Looks good Dustin although I see the idea in the jumpers on most added I/O expander I think that most of us will be using a relay strip of some sort wouldn't it be easier on programming if we all tried to use a standard address for the relay strip
I would argue that it's a trade off. I'm trying to approach this problem from the big-picture perspective of releasing this as an expandable/flexible platform, not creating a single fixed implementation. From that perspective, solder bridges or jumpers make sense, because then
anyone can design and contribute a board using an MCP23008 without having any potential for conflict with someone else's design. If we fix the address on one of the expansion boards, then we pretty much have to start keeping track of which expansion board has which address. Maybe this is a philosophical thing, but that's my approach.
Another, perhaps more pertinent advantage, is that if someone were to need more than one of these I/O boards on a given implementation (I can definitely see that happening if you've got a complicated tank, or more than one tank), having jumpers for the addresses would be pretty important.
At any rate, if we use jumpers, changing the address is a matter of changing one value in the code. If we don't use jumpers, people are going to be scraping up traces and hacking their boards to get it right.

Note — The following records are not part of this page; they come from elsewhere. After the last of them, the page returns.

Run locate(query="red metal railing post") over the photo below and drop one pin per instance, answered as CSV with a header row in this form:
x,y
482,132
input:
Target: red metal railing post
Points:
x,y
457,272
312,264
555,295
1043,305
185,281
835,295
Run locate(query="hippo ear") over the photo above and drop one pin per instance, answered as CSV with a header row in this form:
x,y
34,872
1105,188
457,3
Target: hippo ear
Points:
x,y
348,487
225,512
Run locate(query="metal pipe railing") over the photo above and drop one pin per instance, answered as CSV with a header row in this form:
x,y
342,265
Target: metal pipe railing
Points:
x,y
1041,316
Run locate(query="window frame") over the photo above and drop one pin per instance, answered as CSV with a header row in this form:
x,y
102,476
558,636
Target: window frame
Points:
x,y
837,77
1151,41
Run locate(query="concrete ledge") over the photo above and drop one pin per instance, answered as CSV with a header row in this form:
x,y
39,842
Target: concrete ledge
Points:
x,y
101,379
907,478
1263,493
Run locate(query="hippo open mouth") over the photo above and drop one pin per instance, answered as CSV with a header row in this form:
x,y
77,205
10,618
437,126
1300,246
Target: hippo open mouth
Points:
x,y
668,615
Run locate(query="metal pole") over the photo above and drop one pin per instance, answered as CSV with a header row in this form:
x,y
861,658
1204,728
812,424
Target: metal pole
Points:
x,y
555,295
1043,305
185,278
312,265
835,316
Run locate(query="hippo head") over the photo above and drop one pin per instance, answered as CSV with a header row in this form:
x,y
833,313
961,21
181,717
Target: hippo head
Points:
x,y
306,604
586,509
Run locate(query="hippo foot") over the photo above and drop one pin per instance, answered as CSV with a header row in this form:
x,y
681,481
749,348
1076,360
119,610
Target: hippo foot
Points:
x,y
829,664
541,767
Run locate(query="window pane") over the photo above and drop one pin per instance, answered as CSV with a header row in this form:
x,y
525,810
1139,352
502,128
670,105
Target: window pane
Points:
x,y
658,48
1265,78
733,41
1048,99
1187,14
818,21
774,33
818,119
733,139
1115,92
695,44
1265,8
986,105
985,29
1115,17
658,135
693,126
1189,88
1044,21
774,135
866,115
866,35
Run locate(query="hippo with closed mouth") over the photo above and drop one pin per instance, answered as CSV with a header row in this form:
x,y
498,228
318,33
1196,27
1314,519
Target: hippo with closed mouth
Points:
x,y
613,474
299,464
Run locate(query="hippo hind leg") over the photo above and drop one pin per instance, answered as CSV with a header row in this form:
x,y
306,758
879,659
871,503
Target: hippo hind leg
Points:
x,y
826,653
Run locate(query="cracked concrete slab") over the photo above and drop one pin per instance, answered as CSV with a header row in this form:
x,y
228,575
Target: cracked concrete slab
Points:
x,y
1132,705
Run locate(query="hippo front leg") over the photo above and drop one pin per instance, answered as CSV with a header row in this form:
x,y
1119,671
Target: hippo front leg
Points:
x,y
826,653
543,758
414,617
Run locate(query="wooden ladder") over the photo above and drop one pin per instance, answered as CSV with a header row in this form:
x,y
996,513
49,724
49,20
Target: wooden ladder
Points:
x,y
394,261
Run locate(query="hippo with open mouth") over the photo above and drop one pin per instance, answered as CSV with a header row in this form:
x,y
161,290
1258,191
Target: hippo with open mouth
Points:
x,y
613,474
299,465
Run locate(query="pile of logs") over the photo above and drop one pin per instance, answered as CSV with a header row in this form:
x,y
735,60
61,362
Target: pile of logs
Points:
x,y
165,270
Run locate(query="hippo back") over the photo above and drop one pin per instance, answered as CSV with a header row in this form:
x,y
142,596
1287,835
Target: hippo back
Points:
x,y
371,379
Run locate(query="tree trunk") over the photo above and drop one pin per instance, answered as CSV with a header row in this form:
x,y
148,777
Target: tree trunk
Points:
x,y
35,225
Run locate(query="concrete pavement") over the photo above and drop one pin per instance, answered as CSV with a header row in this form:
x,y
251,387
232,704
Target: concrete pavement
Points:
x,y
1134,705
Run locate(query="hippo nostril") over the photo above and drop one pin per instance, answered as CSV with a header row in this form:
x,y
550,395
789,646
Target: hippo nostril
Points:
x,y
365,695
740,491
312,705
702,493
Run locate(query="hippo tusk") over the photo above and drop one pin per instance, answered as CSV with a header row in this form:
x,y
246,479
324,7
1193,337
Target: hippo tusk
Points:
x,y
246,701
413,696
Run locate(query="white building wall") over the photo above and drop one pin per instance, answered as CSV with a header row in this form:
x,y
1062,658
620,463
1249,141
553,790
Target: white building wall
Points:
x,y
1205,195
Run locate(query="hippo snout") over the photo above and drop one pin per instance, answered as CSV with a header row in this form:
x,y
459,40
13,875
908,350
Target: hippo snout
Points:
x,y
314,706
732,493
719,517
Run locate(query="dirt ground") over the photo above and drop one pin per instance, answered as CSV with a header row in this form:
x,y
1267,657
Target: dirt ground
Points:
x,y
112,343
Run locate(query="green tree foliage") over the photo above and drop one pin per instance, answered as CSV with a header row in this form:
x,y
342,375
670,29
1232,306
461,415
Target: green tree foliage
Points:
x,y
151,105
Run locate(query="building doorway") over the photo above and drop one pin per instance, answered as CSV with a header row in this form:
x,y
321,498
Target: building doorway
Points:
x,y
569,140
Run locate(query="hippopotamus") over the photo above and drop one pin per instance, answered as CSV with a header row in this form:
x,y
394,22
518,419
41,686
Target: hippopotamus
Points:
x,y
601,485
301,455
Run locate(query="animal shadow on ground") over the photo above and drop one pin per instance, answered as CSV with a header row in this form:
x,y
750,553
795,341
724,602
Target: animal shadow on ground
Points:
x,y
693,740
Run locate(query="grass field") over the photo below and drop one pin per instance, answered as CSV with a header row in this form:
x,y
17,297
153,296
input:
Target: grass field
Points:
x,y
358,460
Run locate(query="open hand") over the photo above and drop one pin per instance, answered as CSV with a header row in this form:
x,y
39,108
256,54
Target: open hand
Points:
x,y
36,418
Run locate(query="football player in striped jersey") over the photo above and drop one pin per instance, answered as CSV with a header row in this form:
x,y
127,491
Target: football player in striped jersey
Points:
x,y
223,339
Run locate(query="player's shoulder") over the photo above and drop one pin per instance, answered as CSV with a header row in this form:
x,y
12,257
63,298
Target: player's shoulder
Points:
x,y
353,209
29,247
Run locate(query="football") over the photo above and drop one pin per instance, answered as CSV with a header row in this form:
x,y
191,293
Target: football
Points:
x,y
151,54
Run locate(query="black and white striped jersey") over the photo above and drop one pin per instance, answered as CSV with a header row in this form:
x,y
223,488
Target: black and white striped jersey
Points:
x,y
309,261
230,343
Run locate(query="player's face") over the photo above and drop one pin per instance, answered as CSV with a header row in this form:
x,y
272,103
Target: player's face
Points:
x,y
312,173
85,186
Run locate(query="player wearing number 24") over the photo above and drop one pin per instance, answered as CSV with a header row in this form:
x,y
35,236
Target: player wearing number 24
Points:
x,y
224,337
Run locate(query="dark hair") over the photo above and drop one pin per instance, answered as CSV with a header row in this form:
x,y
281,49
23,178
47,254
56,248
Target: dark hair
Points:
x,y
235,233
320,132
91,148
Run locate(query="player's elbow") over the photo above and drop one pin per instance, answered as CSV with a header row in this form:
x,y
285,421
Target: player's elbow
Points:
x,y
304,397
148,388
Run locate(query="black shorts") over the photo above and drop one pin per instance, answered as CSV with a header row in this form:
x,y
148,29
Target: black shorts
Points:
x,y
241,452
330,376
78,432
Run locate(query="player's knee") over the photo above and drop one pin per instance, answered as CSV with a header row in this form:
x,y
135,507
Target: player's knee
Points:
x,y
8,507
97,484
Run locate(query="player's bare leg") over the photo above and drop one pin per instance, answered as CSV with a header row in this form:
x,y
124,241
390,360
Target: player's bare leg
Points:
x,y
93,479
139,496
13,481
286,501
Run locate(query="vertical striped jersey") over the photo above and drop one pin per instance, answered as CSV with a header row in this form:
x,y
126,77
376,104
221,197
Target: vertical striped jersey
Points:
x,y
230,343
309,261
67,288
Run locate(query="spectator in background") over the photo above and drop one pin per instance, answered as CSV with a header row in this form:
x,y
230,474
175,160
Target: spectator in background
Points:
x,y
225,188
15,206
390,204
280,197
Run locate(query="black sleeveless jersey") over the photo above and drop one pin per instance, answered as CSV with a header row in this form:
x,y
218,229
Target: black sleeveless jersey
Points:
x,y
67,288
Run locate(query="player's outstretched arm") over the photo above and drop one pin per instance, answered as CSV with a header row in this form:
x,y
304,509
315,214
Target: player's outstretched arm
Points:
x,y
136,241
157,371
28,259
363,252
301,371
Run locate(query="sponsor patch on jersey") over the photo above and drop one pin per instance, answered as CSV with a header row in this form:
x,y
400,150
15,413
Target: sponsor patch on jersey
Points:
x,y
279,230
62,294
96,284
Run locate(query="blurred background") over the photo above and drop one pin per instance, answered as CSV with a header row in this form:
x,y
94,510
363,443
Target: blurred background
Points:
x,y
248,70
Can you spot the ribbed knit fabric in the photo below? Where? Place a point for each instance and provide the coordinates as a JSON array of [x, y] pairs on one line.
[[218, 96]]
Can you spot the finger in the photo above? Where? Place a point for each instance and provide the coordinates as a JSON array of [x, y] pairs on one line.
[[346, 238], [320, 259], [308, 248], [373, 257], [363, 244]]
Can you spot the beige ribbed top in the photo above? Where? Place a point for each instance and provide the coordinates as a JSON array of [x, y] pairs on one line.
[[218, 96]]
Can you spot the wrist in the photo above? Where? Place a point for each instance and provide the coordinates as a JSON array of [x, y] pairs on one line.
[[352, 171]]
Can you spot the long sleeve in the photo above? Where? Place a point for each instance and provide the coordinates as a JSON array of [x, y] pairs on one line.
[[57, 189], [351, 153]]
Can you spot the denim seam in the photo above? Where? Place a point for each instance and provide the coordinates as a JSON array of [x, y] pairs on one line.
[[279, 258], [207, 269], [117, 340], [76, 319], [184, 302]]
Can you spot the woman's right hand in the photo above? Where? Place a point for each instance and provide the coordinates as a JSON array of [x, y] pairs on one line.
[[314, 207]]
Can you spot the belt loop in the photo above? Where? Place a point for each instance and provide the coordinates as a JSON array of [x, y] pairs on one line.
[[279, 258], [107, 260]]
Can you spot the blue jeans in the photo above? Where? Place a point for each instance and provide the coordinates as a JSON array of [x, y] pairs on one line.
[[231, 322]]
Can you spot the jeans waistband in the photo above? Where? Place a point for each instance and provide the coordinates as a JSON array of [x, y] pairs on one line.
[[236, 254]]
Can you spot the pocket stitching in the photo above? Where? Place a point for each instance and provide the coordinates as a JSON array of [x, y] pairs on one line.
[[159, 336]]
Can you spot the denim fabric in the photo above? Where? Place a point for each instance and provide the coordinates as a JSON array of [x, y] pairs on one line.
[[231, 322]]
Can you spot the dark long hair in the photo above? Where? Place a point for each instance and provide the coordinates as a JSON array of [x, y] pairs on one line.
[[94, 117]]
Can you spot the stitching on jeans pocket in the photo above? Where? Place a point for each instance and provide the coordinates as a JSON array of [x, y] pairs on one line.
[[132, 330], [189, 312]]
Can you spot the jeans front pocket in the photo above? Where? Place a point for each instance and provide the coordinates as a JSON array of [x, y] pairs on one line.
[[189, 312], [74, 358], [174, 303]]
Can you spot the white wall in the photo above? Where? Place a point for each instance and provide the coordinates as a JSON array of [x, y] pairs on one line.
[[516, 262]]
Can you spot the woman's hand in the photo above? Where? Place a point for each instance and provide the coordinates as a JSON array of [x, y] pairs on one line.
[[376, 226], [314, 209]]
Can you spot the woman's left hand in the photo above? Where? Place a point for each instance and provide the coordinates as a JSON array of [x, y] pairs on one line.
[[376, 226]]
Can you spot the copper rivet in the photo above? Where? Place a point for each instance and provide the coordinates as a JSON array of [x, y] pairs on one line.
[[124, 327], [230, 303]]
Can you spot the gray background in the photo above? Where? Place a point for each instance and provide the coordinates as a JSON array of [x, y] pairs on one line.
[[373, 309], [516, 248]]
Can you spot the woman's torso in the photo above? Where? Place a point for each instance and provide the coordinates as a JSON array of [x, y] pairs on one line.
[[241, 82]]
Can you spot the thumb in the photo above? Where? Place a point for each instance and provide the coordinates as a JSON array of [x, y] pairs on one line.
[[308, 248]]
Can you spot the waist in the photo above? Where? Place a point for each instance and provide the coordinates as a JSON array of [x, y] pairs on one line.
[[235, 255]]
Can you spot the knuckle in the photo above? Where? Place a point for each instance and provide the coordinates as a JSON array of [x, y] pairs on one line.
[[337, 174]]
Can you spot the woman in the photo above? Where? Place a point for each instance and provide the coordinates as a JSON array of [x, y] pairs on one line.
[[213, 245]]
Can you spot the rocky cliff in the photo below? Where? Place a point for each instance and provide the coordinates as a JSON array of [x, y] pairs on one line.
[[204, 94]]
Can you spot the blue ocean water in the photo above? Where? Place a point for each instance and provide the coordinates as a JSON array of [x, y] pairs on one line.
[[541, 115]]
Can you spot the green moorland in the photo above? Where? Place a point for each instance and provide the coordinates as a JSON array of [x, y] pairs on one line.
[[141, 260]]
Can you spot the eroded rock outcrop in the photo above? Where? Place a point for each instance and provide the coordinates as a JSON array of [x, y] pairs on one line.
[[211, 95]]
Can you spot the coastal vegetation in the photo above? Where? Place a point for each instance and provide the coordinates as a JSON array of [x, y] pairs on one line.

Dustin, looking at your schematic, I have a few thoughts. Feel free to ignore, of course.

I see there's a DC jack. In a project where there will likely be multiple boards in a given project box (this board, the mainboard, who knows what else), I like to use a panel-mount DC jack and then run jumpers to headers on all the boards for power. This saves board space, too. Second, it might make sense to break out the INT pin on the MCP even though we don't have any immediate need for it. You could tack it on the TTL header. If we want this board to be a true general purpose I/O expander then I can see someone coming up with a need for that pin in the future, and it won't take up much room.